Sport · 13.08.2026 22:24

Jetzt im Live-Ticker - Überrascht Janssen im Diskusfinale?

Kurz: Bei der Leichtathletik-EM 2026 in Birmingham sichert sich Gesa Krause Gold über 3000 m Hindernis, während Leo Neugebauer im Zehnkampf triumphiert.

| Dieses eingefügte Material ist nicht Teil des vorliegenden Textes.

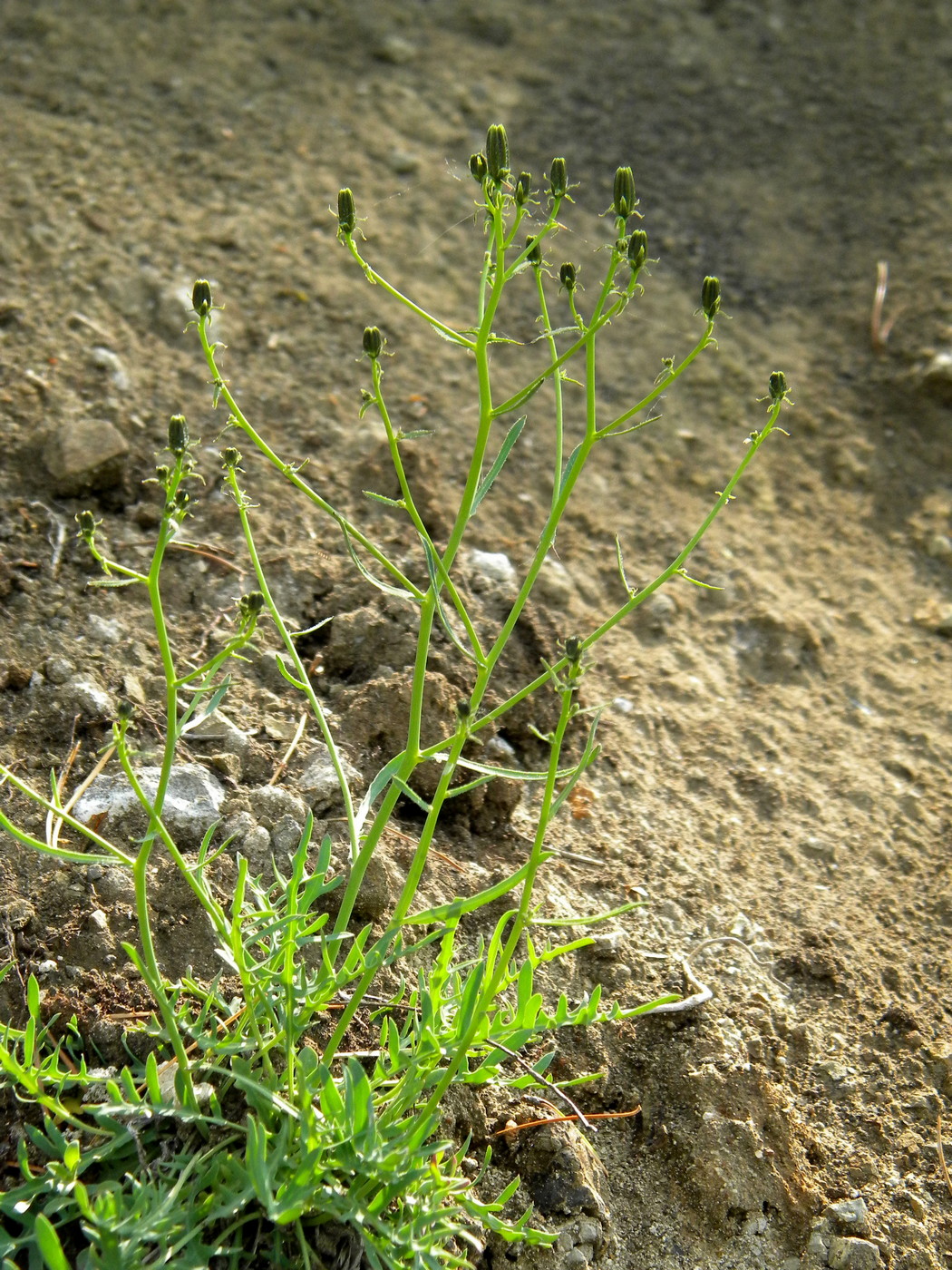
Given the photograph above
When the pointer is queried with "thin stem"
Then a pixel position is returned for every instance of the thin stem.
(289, 472)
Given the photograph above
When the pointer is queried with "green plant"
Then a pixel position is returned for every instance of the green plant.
(237, 1138)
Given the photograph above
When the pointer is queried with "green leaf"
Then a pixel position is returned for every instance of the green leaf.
(400, 592)
(568, 466)
(435, 583)
(383, 498)
(48, 1244)
(486, 483)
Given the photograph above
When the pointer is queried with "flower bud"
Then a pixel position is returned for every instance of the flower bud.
(250, 605)
(346, 212)
(372, 342)
(711, 298)
(497, 154)
(178, 435)
(778, 386)
(573, 648)
(624, 202)
(558, 180)
(202, 298)
(637, 249)
(88, 524)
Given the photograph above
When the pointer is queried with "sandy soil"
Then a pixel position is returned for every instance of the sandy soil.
(776, 764)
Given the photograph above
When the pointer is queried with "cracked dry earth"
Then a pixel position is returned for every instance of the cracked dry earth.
(776, 761)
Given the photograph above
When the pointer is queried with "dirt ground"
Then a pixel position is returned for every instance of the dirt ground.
(777, 757)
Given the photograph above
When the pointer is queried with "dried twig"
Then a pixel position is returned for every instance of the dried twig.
(942, 1153)
(564, 1119)
(879, 329)
(282, 766)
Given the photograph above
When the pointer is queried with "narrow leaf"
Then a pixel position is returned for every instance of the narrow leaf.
(486, 483)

Ein historischer Abend in Birmingham: Glanzleistungen bei der Leichtathletik-EM 2026

Der 13. August 2026 wird in die Geschichtsbücher der deutschen Leichtathletik eingehen. Im Stadion von Birmingham, das für seine windbegünstigten Bedingungen bekannt ist, erlebten die Zuschauer einen dramatischen Wettkampftag, der von sportlichen Höchstleistungen und emotionalen Momenten geprägt war. Im Mittelpunkt standen dabei die Entscheidungen im Zehnkampf, dem 3000-Meter-Hindernislauf der Frauen sowie hochklassige technische Disziplinen wie der Diskuswurf und der Dreisprung. Besonders das deutsche Team konnte an diesem Abend mehrfach glänzen, wobei vor allem die Goldmedaille von Gesa Krause über die Hindernisse sowie der Doppelerfolg von Leo Neugebauer und Niklas Kaul im Zehnkampf für Jubelstürme sorgten. Die Veranstaltung bot ein breites Spektrum an Disziplinen, von Sprints über Sprungwettbewerbe bis hin zu den kraftintensiven Wurfentscheidungen, und unterstrich die enorme Leistungsdichte innerhalb der europäischen Leichtathletik-Elite in diesem Jahr.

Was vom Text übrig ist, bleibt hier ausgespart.